Documentary Fund Grants Will Support 32 Nonfiction Projects Across All Stages
LOS ANGELES, CA, September 24, 2025 — The nonprofit Sundance Institute today announced their 2025 Documentary Fund grant recipients. The Documentary Fund supports global nonfiction storytelling on timely subjects that drive cultural and social impact. The 32 projects selected receive unrestricted grants from a total granting fund of over $1.5 million. Grants support projects at every stage of the filmmaking process with seven granted in development, 14 in production, ten in post-production, and one completed project in its impact campaign. The Documentary Fund is made possible by support from Open Society Foundations, John Templeton Foundation, Sandbox Films, the John D. and Catherine T. MacArthur Foundation, and Free People.
Last year, the Institute announced the launch of the Creative Spirit Fund, an exciting new collaboration between Free People and the Sundance Documentary Fund. This new initiative, aimed at supporting independent women storytellers across the globe whose work expresses complex, artful, and impactful stories, expands the Documentary Fund granting pool by $150,000 annually. The inaugural cohort of Creative Spirit Fund grantees are announced today.

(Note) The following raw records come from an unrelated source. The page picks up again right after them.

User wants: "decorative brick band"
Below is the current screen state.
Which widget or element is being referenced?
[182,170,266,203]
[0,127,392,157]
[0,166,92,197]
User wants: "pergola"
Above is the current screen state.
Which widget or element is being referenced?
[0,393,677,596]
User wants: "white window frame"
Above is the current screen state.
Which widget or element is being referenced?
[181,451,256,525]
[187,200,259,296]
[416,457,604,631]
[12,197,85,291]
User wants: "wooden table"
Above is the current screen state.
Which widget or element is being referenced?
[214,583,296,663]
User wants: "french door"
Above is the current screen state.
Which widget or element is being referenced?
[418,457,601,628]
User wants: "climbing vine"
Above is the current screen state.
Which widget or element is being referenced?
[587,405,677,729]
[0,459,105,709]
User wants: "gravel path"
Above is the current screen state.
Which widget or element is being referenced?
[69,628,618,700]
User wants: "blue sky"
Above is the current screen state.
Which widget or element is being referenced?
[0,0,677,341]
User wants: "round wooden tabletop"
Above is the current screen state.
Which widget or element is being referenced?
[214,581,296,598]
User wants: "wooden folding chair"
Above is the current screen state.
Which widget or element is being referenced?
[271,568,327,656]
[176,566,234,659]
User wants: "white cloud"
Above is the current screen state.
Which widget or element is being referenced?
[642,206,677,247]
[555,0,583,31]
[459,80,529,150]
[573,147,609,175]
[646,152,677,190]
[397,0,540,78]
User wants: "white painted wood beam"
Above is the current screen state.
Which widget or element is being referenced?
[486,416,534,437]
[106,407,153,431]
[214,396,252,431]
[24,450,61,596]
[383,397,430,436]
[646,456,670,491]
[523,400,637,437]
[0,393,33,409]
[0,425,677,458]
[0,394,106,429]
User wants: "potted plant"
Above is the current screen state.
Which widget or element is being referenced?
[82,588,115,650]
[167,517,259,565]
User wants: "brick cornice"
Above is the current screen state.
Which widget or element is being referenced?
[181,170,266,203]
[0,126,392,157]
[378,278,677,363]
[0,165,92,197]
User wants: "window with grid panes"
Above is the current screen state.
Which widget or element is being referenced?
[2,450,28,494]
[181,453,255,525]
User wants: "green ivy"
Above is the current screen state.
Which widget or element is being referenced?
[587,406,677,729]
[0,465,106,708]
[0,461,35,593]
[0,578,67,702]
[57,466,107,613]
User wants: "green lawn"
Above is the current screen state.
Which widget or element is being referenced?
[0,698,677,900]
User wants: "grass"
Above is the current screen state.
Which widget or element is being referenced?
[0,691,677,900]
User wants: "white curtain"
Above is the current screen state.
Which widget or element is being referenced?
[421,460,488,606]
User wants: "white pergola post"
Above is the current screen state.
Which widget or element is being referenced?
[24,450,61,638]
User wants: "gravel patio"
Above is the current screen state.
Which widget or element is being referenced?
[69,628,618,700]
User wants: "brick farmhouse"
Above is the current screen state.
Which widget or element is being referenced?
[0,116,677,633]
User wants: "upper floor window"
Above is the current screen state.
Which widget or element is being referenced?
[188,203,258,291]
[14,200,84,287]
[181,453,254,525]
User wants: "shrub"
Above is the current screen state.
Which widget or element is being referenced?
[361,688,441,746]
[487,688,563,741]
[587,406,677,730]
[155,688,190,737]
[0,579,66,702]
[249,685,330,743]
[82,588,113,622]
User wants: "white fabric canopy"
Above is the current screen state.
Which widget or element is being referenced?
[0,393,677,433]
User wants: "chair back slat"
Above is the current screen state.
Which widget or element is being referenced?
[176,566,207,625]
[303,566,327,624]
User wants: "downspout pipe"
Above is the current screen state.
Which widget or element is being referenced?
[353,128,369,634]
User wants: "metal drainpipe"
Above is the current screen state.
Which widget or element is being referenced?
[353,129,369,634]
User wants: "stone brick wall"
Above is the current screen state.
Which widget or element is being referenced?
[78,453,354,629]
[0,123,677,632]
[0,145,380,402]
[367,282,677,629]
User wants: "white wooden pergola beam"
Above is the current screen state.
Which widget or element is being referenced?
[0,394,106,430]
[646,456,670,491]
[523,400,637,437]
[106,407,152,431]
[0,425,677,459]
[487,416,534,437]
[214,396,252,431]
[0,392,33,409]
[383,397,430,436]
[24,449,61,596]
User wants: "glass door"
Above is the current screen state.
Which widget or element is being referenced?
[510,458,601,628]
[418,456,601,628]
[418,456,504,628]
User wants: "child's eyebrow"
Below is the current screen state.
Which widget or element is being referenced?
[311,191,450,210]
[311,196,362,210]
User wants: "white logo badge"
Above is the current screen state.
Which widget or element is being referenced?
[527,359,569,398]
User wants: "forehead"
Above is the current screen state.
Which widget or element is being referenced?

“Nonfiction storytelling at its best can cultivate a profound understanding of our shared humanity. We commend these artists for their mastery of the documentary form. We believe their work will foster open dialogue, inspire collective action, and deepen our comprehension of the complexities of today’s world. These projects, while showcasing a diverse array of artistic approaches, consistently demonstrate a transformative power to question, empower, and drive cultural and social change. We are grateful to our partners for enabling us to advocate for these vital narratives, which are poised to ignite significant global conversations for years to come.” — Paola Mottura, Director, Documentary Film Fund and Kristin Feeley, Director, Documentary Film & Artist Programs
In July 2025, the Sundance Institute Documentary Fund launched the New Voices Award at the 16th edition of the Durban FilmMart (DFM) in Durban, South Africa. The award demonstrates the Documentary Film Program’s commitment to celebrating the work and elevating the voices of emerging storytellers from the African continent. The inaugural New Voices Award was given to producer Pedro Soulé and director Samira Vera-Cruz for their project Plastic Atlantis.
This year, 57% of grant proposals came from outside the U.S. — among international submissions, we saw continued high interest from regions of the world including Asia-Pacific, Latin America, Middle East and North Africa, and sub-Saharan Africa. The 32 projects receiving grants represent 24 countries, with 45% of grantees being first-time feature directors.
This year’s slate of nonfiction projects showcases, among a number of other themes and ideas, compelling perspectives on identity and legacy, exploring how we navigate complex histories to forge new paths forward. Other project highlights include the resilience found in ancestral and chosen family support systems, often revealing tender reconnections and the healing of inherited wounds; long-term perspectives on social and political struggles, documenting, well after international press have left, grassroots movements and the fight against oppression; and the experiences of displaced and immigrant individuals, families, and communities in the United States and across the world and the universal search for belonging amid uncertain landscapes.
The Documentary Fund grantees this year span all career levels, with the cohort including first-time feature directors like Natalie Cubides-Brady, maker of the acclaimed short film The Veiled City (2023), and Jihan with My Father and Qaddafi, which premiered at the 2025 Venice International Film Festival. Projects in this cohort also include The Untitled Memory Project from Rintu Thomas and Sushmit Ghosh, directors of Best Documentary Feature Film Academy Award nominee Writing With Fire (2021); The River from Snow Hnin Ei Hlaing, director of Midwives (2022), winner of the Special Jury Prize for Excellence in Vérité Filmmaking at the 2022 Sundance Film Festival; The Dating Game (2025) from director Violet Du Feng, which premiered at the 2025 Sundance Film Festival; The People Vs. Austerity/El Pueblo Vs. La Austeridad from Vivian Vázquez Irizarry and Gretchen Hildebran, co-directors of Decade of Fire (2018); and All Other Parts directed by Cristina Ibarra, co-director of The Infiltrators (2019), winner of the Audience Award: NEXT and NEXT Innovator Prize at the 2019 Sundance Film Festival.
Previously supported projects have included: A Life Illuminated; All That Breathes; American Factory; Collective; Crip Camp: A Disability Revolution; Hale County This Morning, This Evening; How to Build a Library; Life After; Mija; Minding the Gap; Nuestra Tierra; Nuns vs. The Vatican; The Mole Agent; No Other Land; Nocturnes; Powwow People; Seeds; Strong Island; Sugarcane; The Territory; Time; and Union.